Sensitivity and specificity calculations
Sensitivity and specificity were first calculated for the custom alert (Table A.5 in the supplementary appendix). Of all custom alerts, 161 (31%) had a risk score of < 10 points. A score of < 10 indicates low risk for QTc-prolongation, and a custom alert will not fire. This cutoff led to a sensitivity of 81%, a specificity of 35%, a PPV of 32% and an NPV of 84% to predict QTc prolongation.
When factoring in the additional points from manual chart review for patients with QTc prolongation on previous ECG readings, sensitivity was improved by 6%, but the specificity remained the same. The PPV and NPV increased to 33% and 88%, respectively. Nevertheless, this component is not readily available from the chart and the risk score will be unable to automatically include it in the final calculation.
Five out of 100 patients had a follow up ECG that was prolonged per our definition; yet their baseline ECG was more prolonged.

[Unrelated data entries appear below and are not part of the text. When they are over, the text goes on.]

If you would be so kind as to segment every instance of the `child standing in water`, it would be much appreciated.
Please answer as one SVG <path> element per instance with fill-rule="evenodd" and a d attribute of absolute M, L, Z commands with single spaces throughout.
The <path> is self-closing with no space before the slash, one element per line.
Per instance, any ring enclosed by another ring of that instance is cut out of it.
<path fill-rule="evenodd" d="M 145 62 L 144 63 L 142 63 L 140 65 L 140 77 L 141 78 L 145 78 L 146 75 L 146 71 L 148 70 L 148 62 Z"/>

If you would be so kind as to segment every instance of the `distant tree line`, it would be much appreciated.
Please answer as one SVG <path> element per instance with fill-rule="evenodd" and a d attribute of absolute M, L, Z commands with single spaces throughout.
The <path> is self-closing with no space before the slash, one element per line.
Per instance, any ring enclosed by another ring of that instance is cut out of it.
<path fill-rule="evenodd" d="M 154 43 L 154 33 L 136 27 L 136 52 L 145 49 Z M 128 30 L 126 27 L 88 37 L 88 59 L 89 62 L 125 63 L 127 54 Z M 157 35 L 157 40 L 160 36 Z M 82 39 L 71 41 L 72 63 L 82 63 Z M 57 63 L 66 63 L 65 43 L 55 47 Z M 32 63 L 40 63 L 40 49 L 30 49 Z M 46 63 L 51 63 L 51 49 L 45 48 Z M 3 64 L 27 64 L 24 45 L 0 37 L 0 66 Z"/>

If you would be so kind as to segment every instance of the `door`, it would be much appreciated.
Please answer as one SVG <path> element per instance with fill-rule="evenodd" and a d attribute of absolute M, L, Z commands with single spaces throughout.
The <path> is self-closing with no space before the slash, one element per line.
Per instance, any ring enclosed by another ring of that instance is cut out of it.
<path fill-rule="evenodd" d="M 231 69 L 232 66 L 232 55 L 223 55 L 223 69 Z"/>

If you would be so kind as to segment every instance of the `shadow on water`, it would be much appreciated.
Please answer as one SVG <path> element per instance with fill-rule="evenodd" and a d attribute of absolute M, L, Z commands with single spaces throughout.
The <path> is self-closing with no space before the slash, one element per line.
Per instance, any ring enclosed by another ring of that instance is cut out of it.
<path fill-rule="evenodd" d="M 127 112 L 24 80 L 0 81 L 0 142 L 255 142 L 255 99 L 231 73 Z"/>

This was reflected in 24 risk scores which varied between 8.5 and 18.75 points (median 14.5). We eliminated these scores and recalculated sensitivity and specificity results, however, there was minimal to no change to the values.
In addition to the custom alert sensitivity and specificity calculations, we performed a calculation on the existing DDI warnings (Table A.6 in the supplementary appendix). We found a sensitivity of 54%, a specificity of 65%, a PPV of 42% and an NPV of 75%. The alerts that generated were the alerts that actually triggered for these patients. Alerts not generated refer to those which were filtered at that time, but were archived and identified by the investigators.